Tactic 6 — Ship a working llms.txt
Claude's web crawler (ClaudeBot) reads /llms.txt if it's there. Most sites don't have one. Having one with a curated overview of your most-cited pages effectively tells Claude "start here." Use our llms.txt generator — it produces a spec-compliant file in under a minute and gives Claude a clean entry point. Pair it with explicit ClaudeBot / anthropic-ai allows in your robots.txt.
What NOT to do (and what we see most teams doing wrong)
Three anti-patterns crater Claude citations faster than anything else:
- Keyword-stuffed meta descriptions and H1s. Claude's training implicitly modeled keyword spam as a low-quality signal. Pages where the H1 reads like "Best CRM Software Tools Platform Solution for Startups 2026" get retrieved less often than pages with conversational, specific H1s.
- Synthetic reviews on G2 / Trustpilot. Claude reads third-party signals AND cross-references them. A G2 page with 100 5-star reviews posted in two weeks signals fraud, not authority. The re-ranker has been documented down-ranking these. (We've seen brands lose citations to worse-quality competitors with fewer but real reviews.)
- AI-generated content with no human edit. Claude can detect its own kind statistically. AI-bulk content gets retrieved at lower rates and re-ranked further down. Original first-person writing — even simple, conversational — beats sophisticated AI-generated content.
The temptation to scale content production with LLMs is real. The actual ROI of doing it badly is negative.
How to verify your work
The closed-loop check: scan your domain across Claude (plus the other five engines) and watch the citation rate change.
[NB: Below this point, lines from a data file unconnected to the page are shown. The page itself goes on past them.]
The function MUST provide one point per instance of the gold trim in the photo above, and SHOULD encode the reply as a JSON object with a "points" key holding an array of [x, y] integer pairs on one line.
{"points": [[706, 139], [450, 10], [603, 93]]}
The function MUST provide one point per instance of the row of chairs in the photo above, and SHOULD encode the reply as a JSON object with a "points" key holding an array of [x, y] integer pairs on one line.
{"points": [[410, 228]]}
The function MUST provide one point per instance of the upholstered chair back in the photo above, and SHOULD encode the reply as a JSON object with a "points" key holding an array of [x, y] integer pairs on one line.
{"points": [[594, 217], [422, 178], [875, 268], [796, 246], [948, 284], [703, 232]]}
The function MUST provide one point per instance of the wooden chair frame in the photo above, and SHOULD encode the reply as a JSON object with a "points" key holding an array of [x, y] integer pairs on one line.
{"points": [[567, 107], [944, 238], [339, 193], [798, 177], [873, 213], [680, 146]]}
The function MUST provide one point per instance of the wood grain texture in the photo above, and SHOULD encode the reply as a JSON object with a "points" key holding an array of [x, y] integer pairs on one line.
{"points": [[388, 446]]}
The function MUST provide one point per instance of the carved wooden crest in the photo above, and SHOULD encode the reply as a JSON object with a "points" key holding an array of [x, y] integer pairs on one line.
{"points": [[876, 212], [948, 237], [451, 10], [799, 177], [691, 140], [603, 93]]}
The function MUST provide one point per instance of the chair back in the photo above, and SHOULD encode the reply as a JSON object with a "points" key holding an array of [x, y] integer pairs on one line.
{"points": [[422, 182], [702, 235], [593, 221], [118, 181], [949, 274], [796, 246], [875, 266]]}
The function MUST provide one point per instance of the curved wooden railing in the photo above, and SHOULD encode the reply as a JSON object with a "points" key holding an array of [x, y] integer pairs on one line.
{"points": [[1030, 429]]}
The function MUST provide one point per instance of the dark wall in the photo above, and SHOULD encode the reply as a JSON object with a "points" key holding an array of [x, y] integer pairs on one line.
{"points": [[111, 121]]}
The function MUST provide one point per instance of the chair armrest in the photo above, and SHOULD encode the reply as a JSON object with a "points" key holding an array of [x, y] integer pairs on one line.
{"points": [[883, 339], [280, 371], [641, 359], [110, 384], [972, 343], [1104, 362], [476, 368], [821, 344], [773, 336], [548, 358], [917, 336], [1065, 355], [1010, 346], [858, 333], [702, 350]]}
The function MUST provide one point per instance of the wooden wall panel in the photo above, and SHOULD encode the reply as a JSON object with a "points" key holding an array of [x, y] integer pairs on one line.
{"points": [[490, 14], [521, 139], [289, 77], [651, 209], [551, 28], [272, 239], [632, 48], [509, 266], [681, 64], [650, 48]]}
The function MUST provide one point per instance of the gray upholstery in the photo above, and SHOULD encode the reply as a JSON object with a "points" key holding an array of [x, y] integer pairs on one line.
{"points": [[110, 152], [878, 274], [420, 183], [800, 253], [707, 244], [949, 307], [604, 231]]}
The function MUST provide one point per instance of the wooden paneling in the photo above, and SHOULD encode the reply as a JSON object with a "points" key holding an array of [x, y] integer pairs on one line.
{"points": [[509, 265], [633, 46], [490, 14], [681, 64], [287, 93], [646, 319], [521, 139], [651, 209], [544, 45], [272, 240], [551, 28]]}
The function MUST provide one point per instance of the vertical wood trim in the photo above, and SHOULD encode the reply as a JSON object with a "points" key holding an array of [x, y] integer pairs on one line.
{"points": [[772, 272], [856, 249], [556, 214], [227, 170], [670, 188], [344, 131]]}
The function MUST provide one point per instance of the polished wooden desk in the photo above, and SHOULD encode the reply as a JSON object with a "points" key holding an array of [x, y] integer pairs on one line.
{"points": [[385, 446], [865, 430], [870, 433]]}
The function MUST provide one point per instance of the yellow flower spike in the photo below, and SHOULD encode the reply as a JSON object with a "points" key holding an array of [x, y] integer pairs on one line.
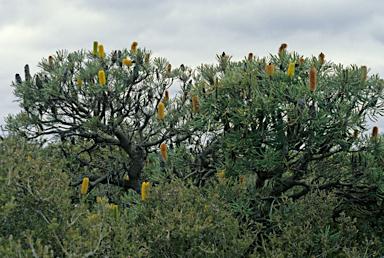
{"points": [[116, 212], [95, 47], [375, 131], [291, 69], [102, 77], [282, 48], [145, 190], [127, 62], [133, 47], [79, 82], [321, 58], [161, 111], [195, 102], [101, 51], [269, 69], [312, 78], [364, 70], [163, 151], [84, 186]]}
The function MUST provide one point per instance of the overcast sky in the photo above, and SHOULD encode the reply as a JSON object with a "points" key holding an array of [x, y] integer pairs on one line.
{"points": [[189, 32]]}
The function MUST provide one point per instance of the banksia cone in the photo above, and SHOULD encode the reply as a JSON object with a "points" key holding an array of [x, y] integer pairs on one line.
{"points": [[312, 78], [282, 48], [95, 47], [163, 151], [127, 62], [161, 111], [195, 102], [102, 77], [84, 186], [145, 190], [321, 58], [269, 69], [291, 69], [375, 131], [79, 82], [364, 71], [133, 47], [101, 51]]}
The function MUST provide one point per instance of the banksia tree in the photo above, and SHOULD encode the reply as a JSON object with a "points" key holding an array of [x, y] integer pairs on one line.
{"points": [[84, 186], [94, 105]]}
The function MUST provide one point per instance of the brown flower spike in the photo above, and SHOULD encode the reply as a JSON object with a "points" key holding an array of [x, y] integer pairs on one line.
{"points": [[312, 78]]}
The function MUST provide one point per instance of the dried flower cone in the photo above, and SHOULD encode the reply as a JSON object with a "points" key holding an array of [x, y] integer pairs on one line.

You can do this manually by asking Claude itself "what's the best [X]?" and reading whether your brand shows up — but it's tedious and quickly drifts.
The cleaner path is to run your domain through our AI visibility checker — it queries Claude alongside ChatGPT, Gemini, Perplexity, Grok, and DeepSeek for a configurable set of prompts in your niche, then scores citation rates, sentiment, and which competitors are eating your share of voice. Re-scan weekly after each AEO change and the deltas tell you which tactics are working.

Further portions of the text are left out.